You could also just save the first outputted atomic chunk and store it then re-use it each time yourself. Easier and more consistent.

IanCal · on Sept 20, 2024

I don't understand how that helps here. They're not regenerating each chunk every time, this is about caching the state after running a large doc through a model. You can only do this kind of thing if you have access to the model itself, or it's provided by the API you use.

postalcoder · on Sept 20, 2024

To be fair, that only works if you keep chunk windows static.

postalcoder · on Sept 20, 2024

Yup. Caching is very nice.. but the framing is weird. "Introducing" to me, connotes a product release, not a new tutorial.

bayesianbot · on Sept 20, 2024

I was trying to do this using Prompt Caching like a month ago, but then noticed there's five minute maximum lifetime for the cached prompts - doesn't really work for my RAG needs (or probably most), where the queries would be ran during the next month or a year. I can't see any changes to that policy.

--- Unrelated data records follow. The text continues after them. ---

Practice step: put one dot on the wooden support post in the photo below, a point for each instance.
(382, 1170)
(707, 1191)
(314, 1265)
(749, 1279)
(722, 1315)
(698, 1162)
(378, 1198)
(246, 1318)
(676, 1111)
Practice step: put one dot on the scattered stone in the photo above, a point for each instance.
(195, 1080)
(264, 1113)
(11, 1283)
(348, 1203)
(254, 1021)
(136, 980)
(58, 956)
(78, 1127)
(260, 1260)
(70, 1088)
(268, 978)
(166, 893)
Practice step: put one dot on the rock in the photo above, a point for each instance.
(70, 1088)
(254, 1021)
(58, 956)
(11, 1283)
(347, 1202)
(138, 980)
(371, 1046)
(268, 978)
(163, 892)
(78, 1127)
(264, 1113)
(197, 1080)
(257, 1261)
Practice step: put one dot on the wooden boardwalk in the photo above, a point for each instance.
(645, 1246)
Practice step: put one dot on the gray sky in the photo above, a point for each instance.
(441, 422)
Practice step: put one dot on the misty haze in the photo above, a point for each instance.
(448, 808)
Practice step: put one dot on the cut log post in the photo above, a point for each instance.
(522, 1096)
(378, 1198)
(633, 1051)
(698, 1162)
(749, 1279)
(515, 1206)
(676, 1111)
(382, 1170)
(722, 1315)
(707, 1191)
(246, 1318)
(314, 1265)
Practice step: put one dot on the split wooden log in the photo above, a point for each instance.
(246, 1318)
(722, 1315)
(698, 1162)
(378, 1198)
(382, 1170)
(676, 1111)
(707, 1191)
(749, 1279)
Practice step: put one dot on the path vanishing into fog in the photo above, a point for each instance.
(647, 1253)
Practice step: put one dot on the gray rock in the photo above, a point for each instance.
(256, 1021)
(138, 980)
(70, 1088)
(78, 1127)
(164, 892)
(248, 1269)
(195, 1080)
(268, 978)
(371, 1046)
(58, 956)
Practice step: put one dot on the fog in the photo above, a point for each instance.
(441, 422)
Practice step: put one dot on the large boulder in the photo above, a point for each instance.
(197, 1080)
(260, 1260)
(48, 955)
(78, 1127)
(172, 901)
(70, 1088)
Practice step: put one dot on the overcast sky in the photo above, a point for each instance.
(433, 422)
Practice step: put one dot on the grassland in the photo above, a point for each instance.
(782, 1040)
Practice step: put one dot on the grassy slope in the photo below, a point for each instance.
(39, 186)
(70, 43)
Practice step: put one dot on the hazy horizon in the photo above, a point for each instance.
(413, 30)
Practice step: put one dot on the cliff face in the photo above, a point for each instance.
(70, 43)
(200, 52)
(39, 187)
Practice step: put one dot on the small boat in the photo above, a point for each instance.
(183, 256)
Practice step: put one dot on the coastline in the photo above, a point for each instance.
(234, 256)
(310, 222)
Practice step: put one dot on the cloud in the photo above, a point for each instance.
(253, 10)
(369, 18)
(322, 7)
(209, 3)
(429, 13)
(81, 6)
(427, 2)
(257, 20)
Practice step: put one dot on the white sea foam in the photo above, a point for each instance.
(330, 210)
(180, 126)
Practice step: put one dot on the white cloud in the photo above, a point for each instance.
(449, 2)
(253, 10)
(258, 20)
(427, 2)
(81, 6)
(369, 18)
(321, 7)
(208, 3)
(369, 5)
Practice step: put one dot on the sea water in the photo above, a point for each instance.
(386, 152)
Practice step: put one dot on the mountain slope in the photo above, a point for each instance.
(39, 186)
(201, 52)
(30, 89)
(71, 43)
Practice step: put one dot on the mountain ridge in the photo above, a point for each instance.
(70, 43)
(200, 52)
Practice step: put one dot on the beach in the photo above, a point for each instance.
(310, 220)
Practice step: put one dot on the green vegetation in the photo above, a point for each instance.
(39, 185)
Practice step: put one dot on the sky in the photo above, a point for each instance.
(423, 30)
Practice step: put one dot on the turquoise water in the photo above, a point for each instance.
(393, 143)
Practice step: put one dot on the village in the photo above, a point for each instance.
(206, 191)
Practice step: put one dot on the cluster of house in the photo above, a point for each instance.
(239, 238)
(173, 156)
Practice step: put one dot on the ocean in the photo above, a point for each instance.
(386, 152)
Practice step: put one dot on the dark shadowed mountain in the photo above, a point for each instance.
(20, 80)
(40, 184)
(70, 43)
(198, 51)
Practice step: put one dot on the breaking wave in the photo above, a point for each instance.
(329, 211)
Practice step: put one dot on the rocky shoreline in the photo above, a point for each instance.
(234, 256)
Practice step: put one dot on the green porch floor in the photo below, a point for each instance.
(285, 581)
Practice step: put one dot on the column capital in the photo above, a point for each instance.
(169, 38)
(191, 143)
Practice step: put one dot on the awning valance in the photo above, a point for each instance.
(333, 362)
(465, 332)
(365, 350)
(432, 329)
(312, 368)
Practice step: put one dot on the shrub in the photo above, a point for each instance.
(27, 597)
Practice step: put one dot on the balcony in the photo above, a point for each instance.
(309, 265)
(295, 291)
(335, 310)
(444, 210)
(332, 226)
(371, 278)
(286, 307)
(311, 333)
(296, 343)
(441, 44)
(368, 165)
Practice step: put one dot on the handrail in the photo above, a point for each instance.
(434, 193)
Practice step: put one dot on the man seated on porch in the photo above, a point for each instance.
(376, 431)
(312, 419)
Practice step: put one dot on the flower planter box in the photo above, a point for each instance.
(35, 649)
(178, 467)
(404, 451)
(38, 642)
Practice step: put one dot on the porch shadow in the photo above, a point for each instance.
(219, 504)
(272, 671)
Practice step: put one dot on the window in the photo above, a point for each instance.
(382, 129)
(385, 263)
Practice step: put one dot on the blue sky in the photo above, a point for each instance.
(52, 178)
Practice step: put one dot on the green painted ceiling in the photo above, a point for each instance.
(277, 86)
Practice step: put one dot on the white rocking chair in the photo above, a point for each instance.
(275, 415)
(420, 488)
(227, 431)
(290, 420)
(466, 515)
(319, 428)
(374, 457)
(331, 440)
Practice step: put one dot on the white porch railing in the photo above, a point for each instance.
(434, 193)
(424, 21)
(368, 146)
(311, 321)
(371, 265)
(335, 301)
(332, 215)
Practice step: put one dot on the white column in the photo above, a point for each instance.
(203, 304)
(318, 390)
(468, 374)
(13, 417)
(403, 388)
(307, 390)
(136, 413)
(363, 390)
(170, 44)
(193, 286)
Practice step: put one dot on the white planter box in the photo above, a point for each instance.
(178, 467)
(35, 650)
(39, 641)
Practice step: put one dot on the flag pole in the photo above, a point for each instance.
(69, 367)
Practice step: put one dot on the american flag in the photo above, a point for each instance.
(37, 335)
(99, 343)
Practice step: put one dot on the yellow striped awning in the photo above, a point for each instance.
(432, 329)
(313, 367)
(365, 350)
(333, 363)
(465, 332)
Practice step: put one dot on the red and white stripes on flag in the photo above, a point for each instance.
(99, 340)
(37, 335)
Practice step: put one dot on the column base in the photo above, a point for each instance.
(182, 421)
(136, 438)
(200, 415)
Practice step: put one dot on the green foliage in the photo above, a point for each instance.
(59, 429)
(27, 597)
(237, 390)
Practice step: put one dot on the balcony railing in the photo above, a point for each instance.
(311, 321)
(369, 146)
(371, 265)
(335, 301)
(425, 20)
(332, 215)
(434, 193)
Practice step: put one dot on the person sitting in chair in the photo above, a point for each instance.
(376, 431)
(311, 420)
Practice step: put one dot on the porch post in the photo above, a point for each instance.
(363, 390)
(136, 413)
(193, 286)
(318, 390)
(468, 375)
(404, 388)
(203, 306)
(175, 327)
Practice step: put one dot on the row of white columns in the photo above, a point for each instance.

Little surprised to see them talk about Prompt Caching relating to RAG.

spott · on Sept 20, 2024

They aren’t using the prompt caching on the query side, only on the embedding side… so you cache the document in the context window when ingesting it, but not during retrieval.

KTibow · on Sept 20, 2024

It seems a little odd to make multiple requests instead of using one request to create all the context for all the chunks.